Eren's jaw dropped, the compliment flying straight over his head. "You were playing it too?"
The man rolled his eyes. "Yes. We just established this. I'm Levi. You?"
"I. Uh." It gave Eren whiplash, how fast this guy cycled through topics. "Eren. Eren Jaeger."
"Nice to meet you. Now, granted, I don't expect you to buy me a new phone, but I think you certainly owe me something for the trouble."
Eren blinked rapidly. Again, whiplash. "I - uh, yeah. I wouldn't feel right just leaving you be. I'm cool with anything, what do you want?"
Levi seemed to think a moment, but somehow Eren knew he was simply biding his time. Oh well. All the more time to admire this perfect man.

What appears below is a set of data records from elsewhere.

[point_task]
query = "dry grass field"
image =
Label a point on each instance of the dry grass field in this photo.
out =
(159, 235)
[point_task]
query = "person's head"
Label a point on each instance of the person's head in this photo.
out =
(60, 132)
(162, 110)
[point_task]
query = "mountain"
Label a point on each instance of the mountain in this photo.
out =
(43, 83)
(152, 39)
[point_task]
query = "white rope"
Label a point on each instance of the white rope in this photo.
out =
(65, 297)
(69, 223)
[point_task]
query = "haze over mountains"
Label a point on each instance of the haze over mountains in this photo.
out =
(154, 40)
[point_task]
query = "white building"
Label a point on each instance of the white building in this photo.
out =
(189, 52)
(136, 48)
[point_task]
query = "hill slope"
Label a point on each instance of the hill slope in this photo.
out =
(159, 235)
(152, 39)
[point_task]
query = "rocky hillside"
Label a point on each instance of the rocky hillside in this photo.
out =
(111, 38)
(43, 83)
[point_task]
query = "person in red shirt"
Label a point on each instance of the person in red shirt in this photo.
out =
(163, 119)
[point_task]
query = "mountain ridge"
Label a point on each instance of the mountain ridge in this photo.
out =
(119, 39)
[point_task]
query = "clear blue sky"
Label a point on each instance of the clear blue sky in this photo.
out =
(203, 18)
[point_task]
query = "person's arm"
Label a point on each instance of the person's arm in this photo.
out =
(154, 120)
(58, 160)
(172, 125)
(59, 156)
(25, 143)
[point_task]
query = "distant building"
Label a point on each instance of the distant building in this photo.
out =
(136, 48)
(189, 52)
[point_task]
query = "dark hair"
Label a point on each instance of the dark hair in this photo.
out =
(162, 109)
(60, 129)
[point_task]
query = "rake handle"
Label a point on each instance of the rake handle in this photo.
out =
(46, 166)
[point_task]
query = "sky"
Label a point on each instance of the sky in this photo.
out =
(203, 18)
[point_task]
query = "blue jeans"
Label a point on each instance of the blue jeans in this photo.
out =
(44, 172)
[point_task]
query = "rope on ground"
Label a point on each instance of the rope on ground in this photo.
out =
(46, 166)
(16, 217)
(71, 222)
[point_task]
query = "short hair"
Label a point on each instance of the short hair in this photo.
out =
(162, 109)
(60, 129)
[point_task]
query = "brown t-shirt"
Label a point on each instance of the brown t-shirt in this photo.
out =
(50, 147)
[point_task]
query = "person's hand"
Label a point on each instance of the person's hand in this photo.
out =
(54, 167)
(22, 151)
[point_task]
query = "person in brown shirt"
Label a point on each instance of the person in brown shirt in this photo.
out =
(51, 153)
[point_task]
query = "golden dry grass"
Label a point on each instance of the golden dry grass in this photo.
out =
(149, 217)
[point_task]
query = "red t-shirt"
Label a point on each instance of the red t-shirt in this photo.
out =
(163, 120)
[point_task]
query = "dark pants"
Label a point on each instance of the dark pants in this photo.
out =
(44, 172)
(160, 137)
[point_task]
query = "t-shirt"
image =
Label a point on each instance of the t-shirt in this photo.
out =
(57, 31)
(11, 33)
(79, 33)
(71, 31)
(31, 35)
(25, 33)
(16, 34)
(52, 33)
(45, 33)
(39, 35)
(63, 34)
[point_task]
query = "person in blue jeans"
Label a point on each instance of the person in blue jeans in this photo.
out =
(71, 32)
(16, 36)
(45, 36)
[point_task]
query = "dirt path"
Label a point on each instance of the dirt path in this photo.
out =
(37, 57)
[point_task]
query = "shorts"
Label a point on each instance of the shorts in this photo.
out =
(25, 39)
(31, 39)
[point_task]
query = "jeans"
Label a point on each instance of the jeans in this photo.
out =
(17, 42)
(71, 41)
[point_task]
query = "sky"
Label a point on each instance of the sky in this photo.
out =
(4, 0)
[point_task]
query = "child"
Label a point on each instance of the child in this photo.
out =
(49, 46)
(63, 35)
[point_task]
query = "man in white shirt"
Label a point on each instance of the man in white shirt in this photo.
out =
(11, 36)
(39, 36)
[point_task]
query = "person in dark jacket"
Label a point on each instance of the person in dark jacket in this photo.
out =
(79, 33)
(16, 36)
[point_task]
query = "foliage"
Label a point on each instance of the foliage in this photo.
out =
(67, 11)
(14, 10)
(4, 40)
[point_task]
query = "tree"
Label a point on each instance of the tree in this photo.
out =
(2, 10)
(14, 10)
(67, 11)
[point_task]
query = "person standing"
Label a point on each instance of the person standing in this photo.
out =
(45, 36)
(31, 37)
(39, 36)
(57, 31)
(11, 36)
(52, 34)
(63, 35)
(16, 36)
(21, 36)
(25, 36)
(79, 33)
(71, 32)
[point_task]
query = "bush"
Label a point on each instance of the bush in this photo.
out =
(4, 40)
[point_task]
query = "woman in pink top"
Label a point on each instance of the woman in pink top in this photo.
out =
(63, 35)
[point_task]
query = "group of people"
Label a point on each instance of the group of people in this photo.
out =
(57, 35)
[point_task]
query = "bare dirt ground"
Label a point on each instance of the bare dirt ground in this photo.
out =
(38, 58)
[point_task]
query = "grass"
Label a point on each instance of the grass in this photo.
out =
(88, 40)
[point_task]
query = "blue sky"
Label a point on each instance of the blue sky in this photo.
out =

"Why don't you go ahead and get that Eevee before somebody else finds it, and let me treat you to lunch."
Silence. Eren's mouth working open and closed with no sound. Levi's hips cocked with a hand settled on one, eyebrow raised as he waited patiently for an answer.
What?
What?!
"I... that doesn't sound like making it up to you..."
"It does to me. I want a date with you."
Eren was fairly certain his face would never recover from being so bright red, but he didn't even have words to explain how elated he was at the suggestion.
Take that, Armin, you blond coconut. My game obsession got me a walking sex god, you stupid mushroom.
Well, Eren didn't exactly know that yet, but he was sure of it.
"I, uh, yeah, sure. I mean, yes, absolutely. The Eevee is that way."
But for now, priorities - he had a Pokémon to catch. The best part of it all was he knew Levi would understand.